In preparation for this week’s House vote to repeal Obamacare, HHS Secretary Kathleen Sebelius has an op-ed in today’s Washington Post heralding the wonderful effects the law has supposedly already had on American health care. The argument she makes is just stunningly dishonest, and is readily refuted by data and analysis that the administration itself has made available. It’s astonishing that the administration expects anyone to buy this stuff.
Sebelius argues first that:
In the decade before the law was passed, national health expenditures increased about 7 percent a year. But in the past two years, those increases have dropped to less than 4 percent per year, saving Americans more than $220 billion.
It takes real chutzpah for the Obama administration to make this argument. As the administration’s own actuaries and experts have pointed out, the slower growth of health spending has been very largely a product of the weak economy of the Obama years, and has essentially nothing to do with Obamacare. In fact, the very HHS document that the online version of Sebelius’s op-ed links readers to in that very paragraph quoted above says “the low rate of estimated growth in overall health spending in 2011 largely reflects the lingering effects of the recent recession and modest recovery.” Modest indeed.
What’s more, that very same document (prepared by the National Health Expenditures team at HHS, whose members work for Sebelius) also says “In 2014, national health spending is projected to rise to 7.4 percent, or 2.1 percentage-points faster than in the absence of reform.” In other words, even the administration expects that Obamacare will cause health-spending to accelerate significantly, not to slow. Sebelius’s argument plainly implies the opposite.
She then goes on to attribute the slower growth of health-insurance premiums to Obamacare too, writing:
You can see the same trend with premiums. Between 2000 and 2009, the average family premium more than doubled, from $6,438 to $13,375, an annual increase of 8.1 percent. From 2009 to 2011, family premiums still rose — but at a rate 25 percent lower.
But again, the same document she links to above, prepared by her own employees, plainly attributes this slowdown to the broader economic slowdown, noting that “this slowdown in growth is due primarily to a decrease in the number of people with private health insurance” as a result of layoffs and cutbacks by employers. And the report projects that Obamacare will cause premiums to rise faster, not slower, once its provisions fully take effect.
Sebelius then argues that the fact that the proportion of small businesses still offering insurance coverage hasn’t fallen yet means that critics of Obamacare are wrong to argue that it will. But those critics make that argument because if Obamacare is permitted to take effect in 2014 it will create huge incentives for small employers to drop coverage and dump their workers into the new exchanges. The fact that this hasn’t happened yet hardly proves anything—as with her first two points, Sebelius is trying to attribute effects to Obamacare that have little or nothing to do with it, since its core provisions have not yet begun to operate.

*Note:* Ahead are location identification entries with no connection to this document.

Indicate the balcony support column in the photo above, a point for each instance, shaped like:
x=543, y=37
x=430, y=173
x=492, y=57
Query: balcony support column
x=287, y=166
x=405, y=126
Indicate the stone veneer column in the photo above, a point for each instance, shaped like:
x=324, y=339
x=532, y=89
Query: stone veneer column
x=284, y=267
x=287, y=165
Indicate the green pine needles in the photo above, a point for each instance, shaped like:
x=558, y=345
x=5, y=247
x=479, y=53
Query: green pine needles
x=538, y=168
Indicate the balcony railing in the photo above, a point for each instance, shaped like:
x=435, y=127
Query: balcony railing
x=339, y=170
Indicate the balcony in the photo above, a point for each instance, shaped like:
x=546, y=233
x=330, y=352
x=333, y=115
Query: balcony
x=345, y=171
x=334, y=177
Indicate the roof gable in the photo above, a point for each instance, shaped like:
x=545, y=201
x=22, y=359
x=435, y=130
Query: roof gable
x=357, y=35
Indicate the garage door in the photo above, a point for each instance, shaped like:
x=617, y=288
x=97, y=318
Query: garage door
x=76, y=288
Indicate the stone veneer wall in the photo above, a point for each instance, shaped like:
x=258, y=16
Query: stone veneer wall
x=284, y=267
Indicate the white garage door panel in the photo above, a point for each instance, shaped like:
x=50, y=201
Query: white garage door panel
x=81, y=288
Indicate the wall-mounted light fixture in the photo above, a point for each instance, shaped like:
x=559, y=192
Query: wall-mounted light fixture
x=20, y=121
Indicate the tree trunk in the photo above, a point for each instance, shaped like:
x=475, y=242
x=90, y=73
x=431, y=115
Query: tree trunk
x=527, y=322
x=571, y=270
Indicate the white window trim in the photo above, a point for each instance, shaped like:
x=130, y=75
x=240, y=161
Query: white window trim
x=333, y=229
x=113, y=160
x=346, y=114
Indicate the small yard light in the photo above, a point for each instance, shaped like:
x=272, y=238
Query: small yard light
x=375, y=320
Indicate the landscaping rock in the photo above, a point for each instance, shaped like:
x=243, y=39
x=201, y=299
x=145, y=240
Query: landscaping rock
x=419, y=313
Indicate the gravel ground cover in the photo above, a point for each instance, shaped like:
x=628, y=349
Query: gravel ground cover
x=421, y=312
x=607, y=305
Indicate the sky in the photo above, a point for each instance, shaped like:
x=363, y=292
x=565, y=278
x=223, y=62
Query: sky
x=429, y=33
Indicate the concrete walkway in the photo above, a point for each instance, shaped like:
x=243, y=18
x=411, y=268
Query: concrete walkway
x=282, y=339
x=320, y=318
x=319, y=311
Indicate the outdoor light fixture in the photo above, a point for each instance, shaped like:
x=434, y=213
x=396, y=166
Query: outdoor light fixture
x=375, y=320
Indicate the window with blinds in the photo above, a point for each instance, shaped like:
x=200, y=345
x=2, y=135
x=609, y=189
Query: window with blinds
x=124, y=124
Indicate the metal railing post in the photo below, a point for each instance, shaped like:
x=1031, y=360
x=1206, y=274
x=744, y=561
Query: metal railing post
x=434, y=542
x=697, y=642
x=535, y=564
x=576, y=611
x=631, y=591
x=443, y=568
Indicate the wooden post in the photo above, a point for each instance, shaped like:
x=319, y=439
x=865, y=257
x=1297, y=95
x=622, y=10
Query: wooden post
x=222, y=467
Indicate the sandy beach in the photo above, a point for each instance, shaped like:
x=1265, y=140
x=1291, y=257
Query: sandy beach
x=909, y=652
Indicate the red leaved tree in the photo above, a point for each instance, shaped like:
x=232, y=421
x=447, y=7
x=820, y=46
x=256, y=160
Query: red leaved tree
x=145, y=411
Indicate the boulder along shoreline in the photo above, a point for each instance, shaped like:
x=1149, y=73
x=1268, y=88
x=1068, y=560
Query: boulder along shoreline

And finally, to top it all off, Sebelius argues that “the health-care law has strengthened Medicare’s long-term outlook, adding eight additional years to the projected solvency of the Medicare trust fund.” But of course, the law avoids any structural reform of Medicare—assigning the task of keeping costs down to a board of price controllers who are somehow expected to achieve what price controls have failed to do in Medicare for decades—and as Medicare trustee Charles Blahous has pointed out the added years of solvency are a function of double counting. As Medicare’s own actuary (who, again, works for Sebelius) has put it:
In practice, the improved HI [trust fund] financing cannot be simultaneously used to finance other Federal outlays (such as the coverage expansions) and to extend the trust fund, despite the appearance of this result from the respective accounting conventions.
Sebelius sums up her argument this way: “Since the Affordable Care Act was passed, national health spending is rising at a slower rate, health insurance premiums are rising at a slower rate, small-business coverage is holding steady and Medicare is on a stronger financial footing.” It is not an exaggeration to say that every part of her argument is either intentionally grossly misleading or untrue.